Alraune by Hanns Heinz Ewers

Alraune by Hanns Heinz Ewers

Author:Hanns Heinz Ewers
Language: deu
Format: azw3
Tags: Literature, Horror, Fantasy, Gothic, Classics, German Literature
ISBN: 9780987195395
Publisher: Grupello Verlag
Published: 1911-01-01T00:00:00+00:00


Chapter Nine

Speaks of Alraune’s lovers and what happened to them.

THESE were the five men that loved Alraune ten Brinken: Karl Mohnen, Hans Geroldingen, Wolf Gontram, Jakob ten Brinken and Raspe, the chauffeur. The Privy Councilor’s brown volume speaks of them all and this story of Alraune must speak of them as well.

Raspe, Matthieu-Maria Raspe, came with the Opel automobile that Princess Wolkonski gave to Alraune on her seventeenth birthday. He had served with the Hussars but now he not only had to drive the car, he had to help the old coachman with the horses as well. He was married and had two little boys. Lisbeth, his wife, took care of the laundry in the house of ten Brinken. They lived in the little cottage near the library right beside the iron-gated entrance to the courtyard.

Matthieu was blonde, big and strong. He understood his work and used his head as well as his hands. The horses obeyed his touch just as well as the automobile did. Early one morning he saddled the Irish mare of his Mistress, stood in the courtyard and waited. The Fräulein slowly came down the steps from the mansion. She was dressed as a young boy wearing yellow leather gaiters, a gray riding suit and a little riding cap to cover her hair.

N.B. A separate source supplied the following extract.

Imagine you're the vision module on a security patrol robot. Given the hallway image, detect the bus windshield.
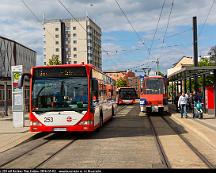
[32,77,88,112]
[145,78,165,94]
[119,88,137,100]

She did not use the stirrup but had him lace his fingers together, stepped into them and stayed like that for a short second before swinging herself up astride the saddle. Then she hit the horse a sharp blow with the whip so that it reared up and tore out through the open gate. Mattheiu-Maria had all kinds of trouble mounting his heavy chestnut gelding and catching up to her.

Brown haired Lisbeth closed the gate behind them. She pressed her lips together and watched them go–her husband whom she loved and Fräulein ten Brinken whom she hated.

Somewhere out in the meadow the Fräulein came to a stop, turned around and let him catch up.

“Where should we ride today, Matthieu-Maria?” she asked.

He said, “Wherever the Fräulein commands.”

Then she tore the mare around and galloped further.

“Jump Nellie!” she cried.

Raspe hated these morning rides no less than his wife did. It was as if the Fräulein rode alone, as if he were only air, a part of the landscape, or as if he did not exist at all to his mistress. But then when she did take the trouble to notice him for even a second he felt still more annoyed. For then it was certain that she was going to demand something unusual of him once more.

She stopped at the Rhine and waited quietly until he came up to her side. He rode as slow as he could, knowing that she had come up with some new notion and hoped she would forget it by the time he got there. But she never forgot a notion.

“Matthieu-Maria,” she said, “should we swim across?”

He raised objections knowing ahead of time that it would be useless.

“The banks on the other side are too steep,” he said.